Игорь завис, осмысливая, а правнук облапив его, попытался покрепче сжать.

— Ха, шпендель, не на того напал!! — ухмыльнулся прадед.

— Знакомое такое слово!! — точно так же отзеркалив ухмылку, проговорил правнук.

— Однако, уважаю! — Одинаковые Игори пришлись по душе друг другу.

Гончаров уже обнимал второго своего сына — Андрея, сожалея, что его славная девочка не дожила до встречи. Гринька вцепился в Варю, цепко углядев её небольшой животик, громко зашептал в ухо:

— Ай это тебе Виллов подарок остался?

Она кивнула.

— Ух ты, а он ведь у нас тута был… у катором годе, Панас?
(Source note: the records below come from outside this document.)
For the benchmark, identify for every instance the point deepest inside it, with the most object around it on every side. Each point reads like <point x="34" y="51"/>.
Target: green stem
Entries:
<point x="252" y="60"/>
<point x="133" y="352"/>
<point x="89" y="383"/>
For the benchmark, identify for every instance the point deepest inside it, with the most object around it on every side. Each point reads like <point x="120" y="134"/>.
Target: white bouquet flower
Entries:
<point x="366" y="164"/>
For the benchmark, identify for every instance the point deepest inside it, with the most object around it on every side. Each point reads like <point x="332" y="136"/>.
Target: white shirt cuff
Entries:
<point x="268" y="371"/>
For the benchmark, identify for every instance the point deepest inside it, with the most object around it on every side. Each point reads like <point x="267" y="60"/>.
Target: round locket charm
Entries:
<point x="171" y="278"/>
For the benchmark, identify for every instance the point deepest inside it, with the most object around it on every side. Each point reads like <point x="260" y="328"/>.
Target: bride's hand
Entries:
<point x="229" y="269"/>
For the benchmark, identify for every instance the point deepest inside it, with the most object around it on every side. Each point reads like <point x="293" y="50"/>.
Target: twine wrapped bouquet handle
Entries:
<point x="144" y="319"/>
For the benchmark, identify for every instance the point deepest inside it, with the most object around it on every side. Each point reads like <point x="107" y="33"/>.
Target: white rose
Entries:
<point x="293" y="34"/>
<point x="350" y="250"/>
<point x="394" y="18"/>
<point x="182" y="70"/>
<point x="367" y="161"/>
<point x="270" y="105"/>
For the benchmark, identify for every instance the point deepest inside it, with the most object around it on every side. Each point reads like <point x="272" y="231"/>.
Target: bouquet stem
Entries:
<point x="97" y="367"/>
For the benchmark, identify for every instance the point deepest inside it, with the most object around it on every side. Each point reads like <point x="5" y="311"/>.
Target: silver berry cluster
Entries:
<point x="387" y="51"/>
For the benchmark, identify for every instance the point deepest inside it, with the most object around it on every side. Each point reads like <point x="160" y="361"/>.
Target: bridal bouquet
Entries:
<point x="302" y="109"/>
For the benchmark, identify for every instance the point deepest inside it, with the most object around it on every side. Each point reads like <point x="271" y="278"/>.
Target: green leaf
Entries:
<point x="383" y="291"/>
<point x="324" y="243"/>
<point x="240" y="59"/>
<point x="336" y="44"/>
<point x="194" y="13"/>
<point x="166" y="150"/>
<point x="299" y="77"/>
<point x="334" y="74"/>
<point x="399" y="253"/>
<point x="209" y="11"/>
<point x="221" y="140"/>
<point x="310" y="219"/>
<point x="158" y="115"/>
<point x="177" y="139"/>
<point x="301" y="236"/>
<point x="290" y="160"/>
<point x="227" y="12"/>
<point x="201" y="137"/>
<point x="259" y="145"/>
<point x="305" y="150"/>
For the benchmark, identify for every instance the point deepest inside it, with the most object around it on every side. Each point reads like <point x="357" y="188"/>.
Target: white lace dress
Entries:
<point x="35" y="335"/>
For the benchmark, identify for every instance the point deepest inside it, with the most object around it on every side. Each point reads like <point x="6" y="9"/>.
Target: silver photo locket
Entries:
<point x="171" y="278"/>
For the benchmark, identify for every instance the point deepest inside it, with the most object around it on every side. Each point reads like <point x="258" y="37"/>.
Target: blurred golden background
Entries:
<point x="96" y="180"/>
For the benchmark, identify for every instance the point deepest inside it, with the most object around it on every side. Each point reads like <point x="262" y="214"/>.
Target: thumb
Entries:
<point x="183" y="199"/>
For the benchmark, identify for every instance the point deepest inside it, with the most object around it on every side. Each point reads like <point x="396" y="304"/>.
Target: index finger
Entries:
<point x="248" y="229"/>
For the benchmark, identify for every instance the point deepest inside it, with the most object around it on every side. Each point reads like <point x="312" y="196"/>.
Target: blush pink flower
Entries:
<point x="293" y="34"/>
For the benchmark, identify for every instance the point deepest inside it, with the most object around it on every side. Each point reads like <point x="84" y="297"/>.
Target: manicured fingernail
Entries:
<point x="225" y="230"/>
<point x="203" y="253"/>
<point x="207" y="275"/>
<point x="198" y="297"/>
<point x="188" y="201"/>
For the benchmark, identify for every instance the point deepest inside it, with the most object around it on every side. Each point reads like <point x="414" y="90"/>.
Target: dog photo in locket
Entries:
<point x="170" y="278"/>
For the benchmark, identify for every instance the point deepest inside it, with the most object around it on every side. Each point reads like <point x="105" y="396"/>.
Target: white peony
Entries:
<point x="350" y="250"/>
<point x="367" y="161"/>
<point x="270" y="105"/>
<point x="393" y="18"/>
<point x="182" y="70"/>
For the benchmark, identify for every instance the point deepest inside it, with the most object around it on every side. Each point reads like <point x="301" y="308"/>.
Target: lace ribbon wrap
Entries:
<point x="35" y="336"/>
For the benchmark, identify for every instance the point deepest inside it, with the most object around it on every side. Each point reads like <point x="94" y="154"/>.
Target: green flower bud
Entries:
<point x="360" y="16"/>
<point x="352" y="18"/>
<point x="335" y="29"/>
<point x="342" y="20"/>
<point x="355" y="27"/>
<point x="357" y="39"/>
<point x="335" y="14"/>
— В две третьем! — не отрываясь от Шелестова, сказал тот.

Данька тоже попал в крепкие объятья Василя.

— Ты Варюшин сын, и мы воон с тем суетливым дедом её мамушкой своей считаем.

Варин ребенок потрясенно проговорил:

— У меня нет слов! Какое счастье, что вы живы!
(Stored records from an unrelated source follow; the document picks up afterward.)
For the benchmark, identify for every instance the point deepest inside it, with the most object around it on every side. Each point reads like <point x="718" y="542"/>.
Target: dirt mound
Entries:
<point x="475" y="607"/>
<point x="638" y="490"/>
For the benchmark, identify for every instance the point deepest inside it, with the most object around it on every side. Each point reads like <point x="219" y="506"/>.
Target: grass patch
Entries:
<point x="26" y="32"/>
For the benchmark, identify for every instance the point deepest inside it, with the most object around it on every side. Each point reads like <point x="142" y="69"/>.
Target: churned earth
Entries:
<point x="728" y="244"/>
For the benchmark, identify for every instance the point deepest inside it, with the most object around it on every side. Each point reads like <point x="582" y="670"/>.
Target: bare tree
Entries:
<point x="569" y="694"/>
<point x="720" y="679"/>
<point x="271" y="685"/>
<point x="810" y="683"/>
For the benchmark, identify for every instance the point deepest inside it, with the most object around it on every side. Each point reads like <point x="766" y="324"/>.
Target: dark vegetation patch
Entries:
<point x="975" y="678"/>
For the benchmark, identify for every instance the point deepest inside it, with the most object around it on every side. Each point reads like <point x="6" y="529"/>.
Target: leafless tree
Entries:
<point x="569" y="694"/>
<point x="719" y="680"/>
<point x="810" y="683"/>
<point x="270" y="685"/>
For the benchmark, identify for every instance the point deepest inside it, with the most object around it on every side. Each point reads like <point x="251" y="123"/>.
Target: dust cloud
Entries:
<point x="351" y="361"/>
И был в Березовке Великий День для Крутовых, Степаниды, братьев Гончаровых, Матвея — сколько было радости пополам со слезами.

Теплая погода позволила собраться на улице, у Грини во дворе, возле цветущей вовсю сирени. Первый тост был конечно — за встречу!!
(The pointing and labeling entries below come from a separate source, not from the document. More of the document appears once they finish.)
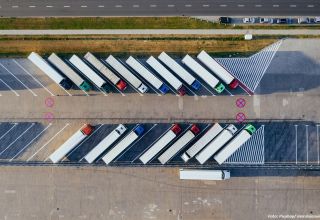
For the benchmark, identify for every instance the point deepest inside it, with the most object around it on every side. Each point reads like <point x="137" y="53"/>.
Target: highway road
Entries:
<point x="20" y="8"/>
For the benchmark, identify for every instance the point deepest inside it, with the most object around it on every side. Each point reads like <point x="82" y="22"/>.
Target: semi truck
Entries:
<point x="160" y="144"/>
<point x="202" y="142"/>
<point x="89" y="73"/>
<point x="219" y="70"/>
<point x="123" y="144"/>
<point x="235" y="144"/>
<point x="179" y="70"/>
<point x="179" y="144"/>
<point x="216" y="144"/>
<point x="105" y="143"/>
<point x="167" y="75"/>
<point x="69" y="72"/>
<point x="204" y="74"/>
<point x="114" y="79"/>
<point x="146" y="74"/>
<point x="37" y="60"/>
<point x="192" y="174"/>
<point x="123" y="71"/>
<point x="71" y="143"/>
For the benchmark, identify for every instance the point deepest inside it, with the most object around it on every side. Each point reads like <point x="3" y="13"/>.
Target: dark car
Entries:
<point x="224" y="20"/>
<point x="282" y="21"/>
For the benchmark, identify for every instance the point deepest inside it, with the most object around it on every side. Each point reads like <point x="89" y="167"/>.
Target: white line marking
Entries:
<point x="12" y="90"/>
<point x="307" y="142"/>
<point x="17" y="138"/>
<point x="18" y="80"/>
<point x="15" y="124"/>
<point x="296" y="128"/>
<point x="31" y="141"/>
<point x="35" y="79"/>
<point x="48" y="142"/>
<point x="82" y="143"/>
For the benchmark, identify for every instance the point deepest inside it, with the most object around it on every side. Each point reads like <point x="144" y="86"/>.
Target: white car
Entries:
<point x="248" y="20"/>
<point x="266" y="20"/>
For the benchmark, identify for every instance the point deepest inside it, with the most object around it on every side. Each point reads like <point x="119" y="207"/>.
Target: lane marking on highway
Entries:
<point x="12" y="90"/>
<point x="296" y="129"/>
<point x="66" y="125"/>
<point x="31" y="141"/>
<point x="15" y="124"/>
<point x="35" y="79"/>
<point x="307" y="142"/>
<point x="17" y="138"/>
<point x="128" y="148"/>
<point x="18" y="80"/>
<point x="74" y="149"/>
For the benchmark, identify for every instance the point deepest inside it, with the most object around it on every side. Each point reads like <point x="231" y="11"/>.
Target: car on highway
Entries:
<point x="265" y="20"/>
<point x="224" y="20"/>
<point x="248" y="20"/>
<point x="304" y="20"/>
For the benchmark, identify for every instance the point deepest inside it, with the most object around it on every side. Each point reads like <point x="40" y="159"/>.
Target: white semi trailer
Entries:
<point x="219" y="70"/>
<point x="89" y="73"/>
<point x="146" y="74"/>
<point x="123" y="71"/>
<point x="69" y="72"/>
<point x="96" y="63"/>
<point x="202" y="142"/>
<point x="160" y="144"/>
<point x="212" y="81"/>
<point x="179" y="144"/>
<point x="186" y="174"/>
<point x="167" y="75"/>
<point x="235" y="144"/>
<point x="105" y="143"/>
<point x="179" y="70"/>
<point x="37" y="60"/>
<point x="216" y="144"/>
<point x="71" y="143"/>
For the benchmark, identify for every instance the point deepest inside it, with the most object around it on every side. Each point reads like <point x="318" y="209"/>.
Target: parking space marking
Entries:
<point x="15" y="124"/>
<point x="296" y="129"/>
<point x="48" y="142"/>
<point x="18" y="79"/>
<point x="18" y="138"/>
<point x="82" y="142"/>
<point x="12" y="90"/>
<point x="35" y="79"/>
<point x="31" y="141"/>
<point x="128" y="148"/>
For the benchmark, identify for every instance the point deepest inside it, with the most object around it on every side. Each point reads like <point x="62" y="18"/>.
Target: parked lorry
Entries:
<point x="179" y="144"/>
<point x="124" y="72"/>
<point x="235" y="144"/>
<point x="179" y="70"/>
<point x="123" y="144"/>
<point x="37" y="60"/>
<point x="192" y="174"/>
<point x="204" y="74"/>
<point x="167" y="75"/>
<point x="114" y="79"/>
<point x="105" y="143"/>
<point x="202" y="142"/>
<point x="147" y="75"/>
<point x="69" y="72"/>
<point x="89" y="73"/>
<point x="216" y="144"/>
<point x="160" y="144"/>
<point x="218" y="69"/>
<point x="71" y="143"/>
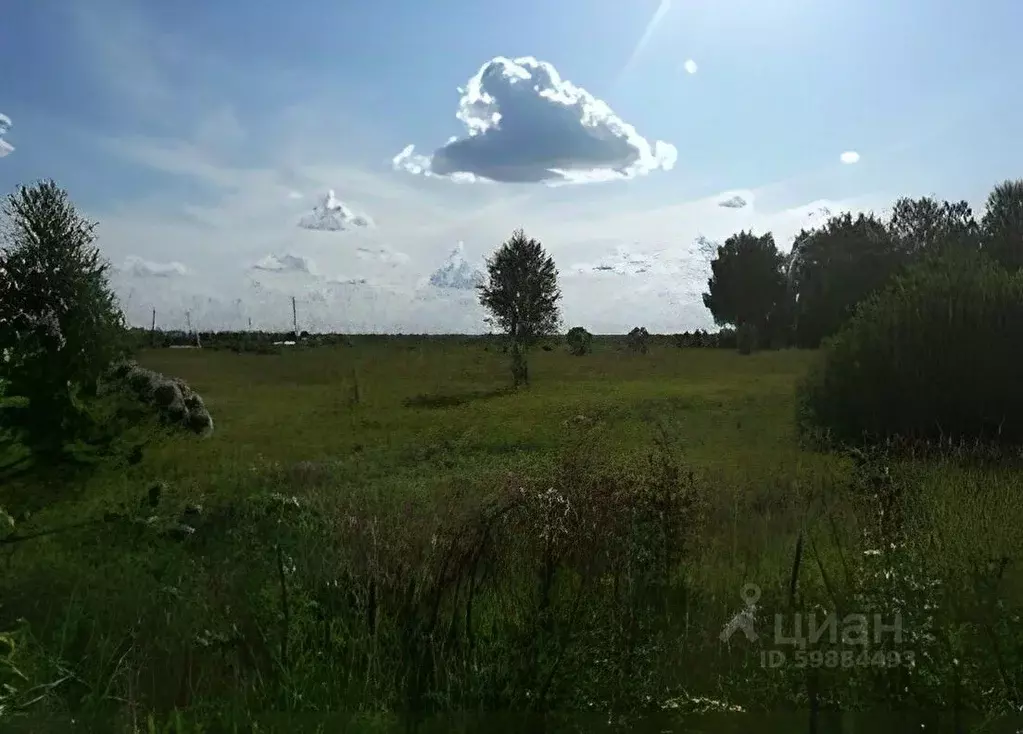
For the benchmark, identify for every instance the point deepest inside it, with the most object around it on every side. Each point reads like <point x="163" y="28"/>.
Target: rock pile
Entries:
<point x="175" y="400"/>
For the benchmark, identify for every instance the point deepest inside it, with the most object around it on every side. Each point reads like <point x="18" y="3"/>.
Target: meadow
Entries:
<point x="384" y="534"/>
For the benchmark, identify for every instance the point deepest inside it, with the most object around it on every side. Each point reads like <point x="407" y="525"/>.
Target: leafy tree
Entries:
<point x="747" y="287"/>
<point x="1002" y="224"/>
<point x="59" y="322"/>
<point x="638" y="340"/>
<point x="925" y="225"/>
<point x="580" y="341"/>
<point x="835" y="267"/>
<point x="933" y="355"/>
<point x="521" y="293"/>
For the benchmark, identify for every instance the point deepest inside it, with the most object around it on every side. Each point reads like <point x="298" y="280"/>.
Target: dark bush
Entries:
<point x="638" y="340"/>
<point x="580" y="341"/>
<point x="935" y="355"/>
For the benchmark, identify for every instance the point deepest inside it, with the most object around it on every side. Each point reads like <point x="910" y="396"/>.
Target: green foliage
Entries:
<point x="935" y="355"/>
<point x="59" y="322"/>
<point x="580" y="341"/>
<point x="521" y="294"/>
<point x="926" y="226"/>
<point x="746" y="339"/>
<point x="747" y="283"/>
<point x="638" y="340"/>
<point x="1003" y="224"/>
<point x="834" y="268"/>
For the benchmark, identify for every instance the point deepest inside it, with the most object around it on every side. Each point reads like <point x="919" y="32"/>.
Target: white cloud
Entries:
<point x="735" y="202"/>
<point x="526" y="124"/>
<point x="457" y="272"/>
<point x="632" y="261"/>
<point x="285" y="263"/>
<point x="384" y="255"/>
<point x="332" y="215"/>
<point x="5" y="147"/>
<point x="139" y="267"/>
У всех перехватывало горло, когда кто-то начинал говорить, Ищенко постоянно трубно сморкался.

— Николаич, ты никак простыл? — поинтересовался Василь.

— Не, Василек, я от полноты чувств, слезы душат — никогда не думал, что так могу рассиропиться.

Третий тост — встали, молча выпили и минут пять сидели не разговаривая.

— Ох, сколько тогда полегло, всех не перечесть, после войны вот поуходили, время бежит, знали бы вы, как мы вас ждали, верили и не верили, что увидимся. Леший вот всегда говорил, что вы появитесь, а я уже и сомневаться начал, — негромко говорил Панас, — лет-то прошло, целая жизнь.

Сначала говорил кто-то один, а потом как-то незаметно разделились.

Панас уцепил своего главного по диверсиям — Шелестова. Они оживленно перебирали те стародавние операции. Игорь не отпускал от себя Стешу, Гриня успевал везде, Гончаровы серьезно рассказывали Сергею про свою мам-Полю, он слушал молча, удивляясь, как его маленькая хрупкая девочка смогла вытянуть двоих детей. Мужики не скрывали, что Андрей-приемыш.

— Какая разница, приемыш или нет, вы оба Пелагеины — значит, и мои!!

Игорю и Сергею называли своих многочисленных родственников — они оба были в растерянности, оказывается, от их детей внуков и правнуков народилось прилично.

Бабуля Игоря и её правнучка — обе Евдокии оживленно беседовали, прабабка была совсем на немного старше правнучки.

Матвей и Костик посмеивались, вспоминая свое житье сначала у Лешего, а потом в партизанском отряде, а Варя… она не скрывала слез, слушая рассказ Грини и Василя о приезде Герберта с сыном и Паулем Краузе сюда.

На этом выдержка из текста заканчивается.